After propping up the coalition for more than four years, the the Lib Dem leader called on the Conservatives to “come clean” with voters about the scale of planned cuts.
But his Labour rival for the Sheffield Hallam seat was clear that Mr Clegg’s constituents will “look at what he’s done not what he’s said.”
Oliver Coppard told the Star: “He will do and say anything if he thinks it will repair his reputation.
“But Nick Clegg’s constituents are dismayed by what he has done in government.”
He fired the warning shot after Mr Clegg accused Chancellor George Osborne of trying to “kid British voters” by claiming it is possible to “shrink the state and support public services in the way that everybody wants.”
“I do think the Conservatives now need to come clean because they are not being straightforward with people,” he told the BBC’s Andrew Marr Show.
“How many colleges will be closed, how many primary schools will be closed, how many police will be taken off our streets, how many people who are in the working-age poor will be hit by these plans?
“It just doesn’t add up.”
Mr Clegg took aim at the Tories’ plans to cut public spending by another £30 billion after staying away from Parliament when they were revealed in Wednesday’s Autumn Statement.
His most explicit attack on his Con-Dem bedfellows comes after polls showed he is one of dozens of Lib Dem MPs that could lose their seats in May.

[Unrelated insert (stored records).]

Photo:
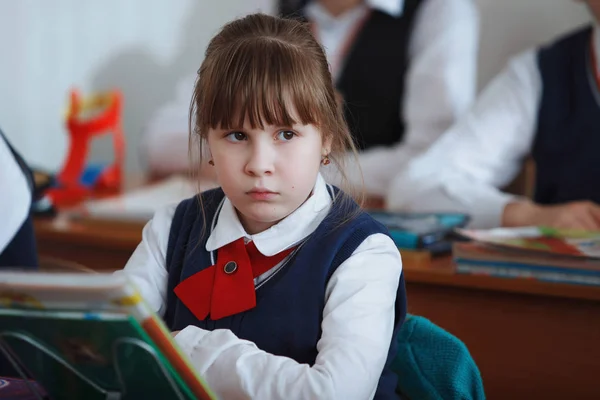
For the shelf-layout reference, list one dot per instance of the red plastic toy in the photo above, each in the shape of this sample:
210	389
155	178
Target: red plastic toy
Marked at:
88	118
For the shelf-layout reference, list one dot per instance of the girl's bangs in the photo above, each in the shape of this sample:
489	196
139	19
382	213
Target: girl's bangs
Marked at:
264	83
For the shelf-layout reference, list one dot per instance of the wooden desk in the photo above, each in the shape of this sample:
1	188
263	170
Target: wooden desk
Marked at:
530	339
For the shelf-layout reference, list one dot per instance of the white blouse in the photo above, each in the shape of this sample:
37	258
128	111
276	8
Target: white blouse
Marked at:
465	169
357	320
15	196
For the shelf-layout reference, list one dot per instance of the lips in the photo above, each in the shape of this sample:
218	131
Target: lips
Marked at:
261	194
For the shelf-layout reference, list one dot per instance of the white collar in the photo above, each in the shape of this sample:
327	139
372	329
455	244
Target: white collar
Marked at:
391	7
281	236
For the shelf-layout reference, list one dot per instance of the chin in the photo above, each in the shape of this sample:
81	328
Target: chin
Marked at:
265	213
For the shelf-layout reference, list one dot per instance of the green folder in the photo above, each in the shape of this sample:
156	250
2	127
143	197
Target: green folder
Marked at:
92	350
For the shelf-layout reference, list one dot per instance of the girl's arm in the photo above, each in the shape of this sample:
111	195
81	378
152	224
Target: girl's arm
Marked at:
358	322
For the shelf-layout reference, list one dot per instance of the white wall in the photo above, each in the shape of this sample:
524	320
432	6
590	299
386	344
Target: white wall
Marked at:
510	26
144	47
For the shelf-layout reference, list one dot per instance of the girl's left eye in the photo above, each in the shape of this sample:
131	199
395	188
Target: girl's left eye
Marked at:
285	135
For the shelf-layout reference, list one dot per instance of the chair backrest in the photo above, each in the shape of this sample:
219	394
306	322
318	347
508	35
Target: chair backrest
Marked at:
433	364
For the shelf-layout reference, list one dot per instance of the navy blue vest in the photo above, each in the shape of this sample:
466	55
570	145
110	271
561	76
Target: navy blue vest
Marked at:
373	74
289	311
567	143
21	251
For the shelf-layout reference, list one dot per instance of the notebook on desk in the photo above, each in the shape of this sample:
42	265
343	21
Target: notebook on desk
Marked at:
139	205
91	336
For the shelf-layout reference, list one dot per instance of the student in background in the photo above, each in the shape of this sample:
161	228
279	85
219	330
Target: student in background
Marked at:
277	285
546	103
405	70
17	240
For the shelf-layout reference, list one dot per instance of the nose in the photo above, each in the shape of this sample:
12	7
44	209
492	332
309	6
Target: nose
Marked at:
261	159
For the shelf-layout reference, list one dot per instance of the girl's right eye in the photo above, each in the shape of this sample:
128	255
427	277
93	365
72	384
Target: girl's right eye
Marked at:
236	136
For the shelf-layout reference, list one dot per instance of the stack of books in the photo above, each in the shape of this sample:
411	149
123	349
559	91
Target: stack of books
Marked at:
90	336
537	253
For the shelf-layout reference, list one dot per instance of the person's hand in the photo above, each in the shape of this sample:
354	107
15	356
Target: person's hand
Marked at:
579	215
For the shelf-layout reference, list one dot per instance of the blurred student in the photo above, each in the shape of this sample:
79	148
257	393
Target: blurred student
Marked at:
545	104
17	240
405	70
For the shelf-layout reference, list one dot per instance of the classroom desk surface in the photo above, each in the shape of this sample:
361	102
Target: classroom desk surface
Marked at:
530	339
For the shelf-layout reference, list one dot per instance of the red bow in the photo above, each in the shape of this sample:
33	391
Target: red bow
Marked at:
227	287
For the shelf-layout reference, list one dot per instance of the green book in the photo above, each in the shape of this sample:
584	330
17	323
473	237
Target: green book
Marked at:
91	336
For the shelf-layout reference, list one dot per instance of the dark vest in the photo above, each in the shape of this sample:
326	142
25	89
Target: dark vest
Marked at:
287	318
373	75
567	142
21	251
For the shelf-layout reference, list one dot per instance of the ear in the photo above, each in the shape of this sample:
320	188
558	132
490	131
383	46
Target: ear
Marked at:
327	143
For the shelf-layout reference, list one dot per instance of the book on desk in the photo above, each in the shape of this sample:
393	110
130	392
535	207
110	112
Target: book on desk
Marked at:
90	336
538	253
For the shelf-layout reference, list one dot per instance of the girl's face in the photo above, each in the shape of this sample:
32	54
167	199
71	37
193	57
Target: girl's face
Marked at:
267	173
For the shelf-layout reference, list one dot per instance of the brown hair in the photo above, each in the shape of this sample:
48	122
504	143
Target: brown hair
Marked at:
255	68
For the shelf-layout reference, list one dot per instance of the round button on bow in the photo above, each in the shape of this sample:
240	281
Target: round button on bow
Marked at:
230	267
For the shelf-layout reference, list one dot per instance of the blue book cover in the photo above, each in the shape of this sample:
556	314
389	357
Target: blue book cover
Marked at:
429	231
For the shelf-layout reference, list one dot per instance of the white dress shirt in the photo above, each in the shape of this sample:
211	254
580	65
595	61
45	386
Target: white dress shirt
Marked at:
440	86
15	196
357	321
483	152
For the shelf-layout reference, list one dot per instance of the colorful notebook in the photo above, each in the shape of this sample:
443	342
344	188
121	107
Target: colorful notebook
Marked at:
91	336
564	243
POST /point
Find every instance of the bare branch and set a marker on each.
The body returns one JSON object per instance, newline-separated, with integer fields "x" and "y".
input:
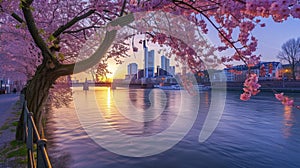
{"x": 62, "y": 28}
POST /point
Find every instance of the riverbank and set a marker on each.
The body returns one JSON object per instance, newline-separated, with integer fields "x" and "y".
{"x": 257, "y": 133}
{"x": 12, "y": 153}
{"x": 266, "y": 86}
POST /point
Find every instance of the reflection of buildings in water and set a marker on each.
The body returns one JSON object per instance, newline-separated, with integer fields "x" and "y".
{"x": 288, "y": 121}
{"x": 139, "y": 102}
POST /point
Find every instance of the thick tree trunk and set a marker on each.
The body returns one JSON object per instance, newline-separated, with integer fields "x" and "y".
{"x": 36, "y": 95}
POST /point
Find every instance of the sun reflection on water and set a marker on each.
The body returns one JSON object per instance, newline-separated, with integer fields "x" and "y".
{"x": 288, "y": 120}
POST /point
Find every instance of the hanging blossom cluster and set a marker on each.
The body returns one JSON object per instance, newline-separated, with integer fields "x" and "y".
{"x": 284, "y": 99}
{"x": 250, "y": 87}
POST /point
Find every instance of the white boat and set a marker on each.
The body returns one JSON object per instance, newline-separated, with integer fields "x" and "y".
{"x": 167, "y": 87}
{"x": 202, "y": 87}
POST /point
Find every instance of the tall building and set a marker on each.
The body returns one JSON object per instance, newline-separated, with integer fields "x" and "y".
{"x": 145, "y": 59}
{"x": 151, "y": 66}
{"x": 171, "y": 70}
{"x": 132, "y": 69}
{"x": 165, "y": 63}
{"x": 148, "y": 62}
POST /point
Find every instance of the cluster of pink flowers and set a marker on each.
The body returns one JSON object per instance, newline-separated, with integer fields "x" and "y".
{"x": 284, "y": 99}
{"x": 250, "y": 87}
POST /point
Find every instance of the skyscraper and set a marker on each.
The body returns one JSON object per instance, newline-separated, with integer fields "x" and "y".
{"x": 151, "y": 64}
{"x": 145, "y": 59}
{"x": 132, "y": 69}
{"x": 165, "y": 63}
{"x": 148, "y": 61}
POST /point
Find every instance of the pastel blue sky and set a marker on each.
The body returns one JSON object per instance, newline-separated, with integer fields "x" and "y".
{"x": 270, "y": 38}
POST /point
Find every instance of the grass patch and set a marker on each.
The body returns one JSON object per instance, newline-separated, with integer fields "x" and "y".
{"x": 4, "y": 127}
{"x": 15, "y": 123}
{"x": 21, "y": 151}
{"x": 14, "y": 153}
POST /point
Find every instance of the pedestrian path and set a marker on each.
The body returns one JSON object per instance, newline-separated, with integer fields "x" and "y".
{"x": 7, "y": 101}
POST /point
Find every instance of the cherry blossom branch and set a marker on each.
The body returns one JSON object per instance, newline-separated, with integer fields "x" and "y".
{"x": 34, "y": 30}
{"x": 216, "y": 28}
{"x": 17, "y": 17}
{"x": 82, "y": 29}
{"x": 83, "y": 65}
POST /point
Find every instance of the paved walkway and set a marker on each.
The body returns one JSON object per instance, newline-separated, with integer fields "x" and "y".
{"x": 7, "y": 101}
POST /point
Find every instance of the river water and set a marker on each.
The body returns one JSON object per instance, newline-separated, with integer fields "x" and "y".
{"x": 257, "y": 133}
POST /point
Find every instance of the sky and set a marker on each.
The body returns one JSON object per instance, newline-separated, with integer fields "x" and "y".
{"x": 270, "y": 39}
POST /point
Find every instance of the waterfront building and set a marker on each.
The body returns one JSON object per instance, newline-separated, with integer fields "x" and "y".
{"x": 148, "y": 62}
{"x": 165, "y": 63}
{"x": 132, "y": 68}
{"x": 265, "y": 71}
{"x": 151, "y": 67}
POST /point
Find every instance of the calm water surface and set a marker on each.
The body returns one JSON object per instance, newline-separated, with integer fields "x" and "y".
{"x": 257, "y": 133}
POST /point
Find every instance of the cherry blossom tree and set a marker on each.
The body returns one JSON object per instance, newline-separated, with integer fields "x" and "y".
{"x": 290, "y": 52}
{"x": 45, "y": 37}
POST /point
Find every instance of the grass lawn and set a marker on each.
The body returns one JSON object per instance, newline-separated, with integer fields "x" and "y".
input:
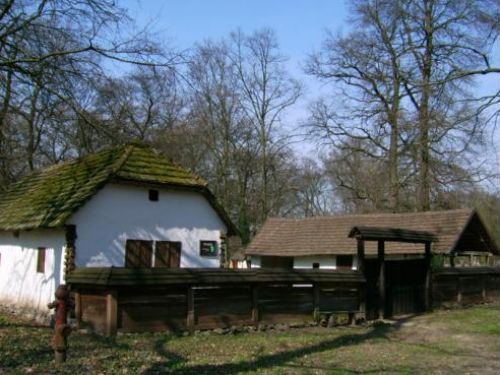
{"x": 463, "y": 341}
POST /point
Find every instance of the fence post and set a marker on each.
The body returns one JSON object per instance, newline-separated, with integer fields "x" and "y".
{"x": 459, "y": 289}
{"x": 316, "y": 291}
{"x": 255, "y": 305}
{"x": 361, "y": 268}
{"x": 111, "y": 312}
{"x": 483, "y": 285}
{"x": 428, "y": 277}
{"x": 190, "y": 309}
{"x": 381, "y": 279}
{"x": 78, "y": 309}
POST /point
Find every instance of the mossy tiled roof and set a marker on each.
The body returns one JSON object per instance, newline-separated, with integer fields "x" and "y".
{"x": 46, "y": 199}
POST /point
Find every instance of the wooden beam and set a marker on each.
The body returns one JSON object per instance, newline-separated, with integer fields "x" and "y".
{"x": 428, "y": 278}
{"x": 111, "y": 312}
{"x": 78, "y": 309}
{"x": 361, "y": 256}
{"x": 459, "y": 289}
{"x": 255, "y": 305}
{"x": 381, "y": 279}
{"x": 316, "y": 297}
{"x": 190, "y": 309}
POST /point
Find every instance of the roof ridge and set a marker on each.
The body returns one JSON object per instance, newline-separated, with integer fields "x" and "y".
{"x": 372, "y": 214}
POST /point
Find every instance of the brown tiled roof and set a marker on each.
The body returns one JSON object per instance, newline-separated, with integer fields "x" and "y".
{"x": 329, "y": 234}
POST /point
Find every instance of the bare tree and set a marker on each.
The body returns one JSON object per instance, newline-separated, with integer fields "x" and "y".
{"x": 404, "y": 83}
{"x": 365, "y": 66}
{"x": 47, "y": 48}
{"x": 267, "y": 90}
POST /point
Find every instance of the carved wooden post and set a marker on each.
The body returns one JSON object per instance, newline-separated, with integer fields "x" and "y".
{"x": 70, "y": 253}
{"x": 111, "y": 312}
{"x": 381, "y": 279}
{"x": 190, "y": 309}
{"x": 62, "y": 330}
{"x": 255, "y": 305}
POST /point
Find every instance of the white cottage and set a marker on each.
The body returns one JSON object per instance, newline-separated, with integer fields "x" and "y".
{"x": 122, "y": 207}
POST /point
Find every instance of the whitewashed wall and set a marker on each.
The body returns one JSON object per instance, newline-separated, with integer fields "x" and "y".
{"x": 255, "y": 261}
{"x": 20, "y": 283}
{"x": 325, "y": 261}
{"x": 119, "y": 212}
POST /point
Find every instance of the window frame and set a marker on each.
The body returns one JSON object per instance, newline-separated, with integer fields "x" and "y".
{"x": 40, "y": 259}
{"x": 344, "y": 266}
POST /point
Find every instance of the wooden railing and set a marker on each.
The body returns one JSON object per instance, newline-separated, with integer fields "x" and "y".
{"x": 465, "y": 285}
{"x": 111, "y": 299}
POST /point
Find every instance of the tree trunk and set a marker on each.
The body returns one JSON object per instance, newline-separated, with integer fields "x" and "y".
{"x": 423, "y": 138}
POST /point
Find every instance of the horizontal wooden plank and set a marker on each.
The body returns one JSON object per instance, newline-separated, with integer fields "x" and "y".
{"x": 112, "y": 276}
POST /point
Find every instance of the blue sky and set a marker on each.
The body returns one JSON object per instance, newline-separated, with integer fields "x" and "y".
{"x": 299, "y": 24}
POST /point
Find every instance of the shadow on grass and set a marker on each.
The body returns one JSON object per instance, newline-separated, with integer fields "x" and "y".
{"x": 174, "y": 362}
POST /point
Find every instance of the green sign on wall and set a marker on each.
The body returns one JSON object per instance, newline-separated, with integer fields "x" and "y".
{"x": 208, "y": 248}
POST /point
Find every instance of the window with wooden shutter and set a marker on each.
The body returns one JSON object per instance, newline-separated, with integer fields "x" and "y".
{"x": 344, "y": 262}
{"x": 40, "y": 260}
{"x": 138, "y": 254}
{"x": 167, "y": 254}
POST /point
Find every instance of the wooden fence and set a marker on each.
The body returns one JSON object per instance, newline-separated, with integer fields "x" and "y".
{"x": 134, "y": 300}
{"x": 465, "y": 285}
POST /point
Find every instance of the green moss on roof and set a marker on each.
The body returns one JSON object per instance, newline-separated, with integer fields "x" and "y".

Mr Coppard trailed Mr Clegg by just 3 per cent in the latest constituency poll.
And he said: “Nick Clegg knows how unpopular his decisions have been in the local community and that’s borne out by the polling.
“They are dismayed by his relationship with the Tories, which is really damaging for him because Sheffield is still anti-Tory — we haven’t forgotten what the Tories did to us in South Yorkshire.
“So he’s now frantically trying to disassociate himself where possible from David Cameron.”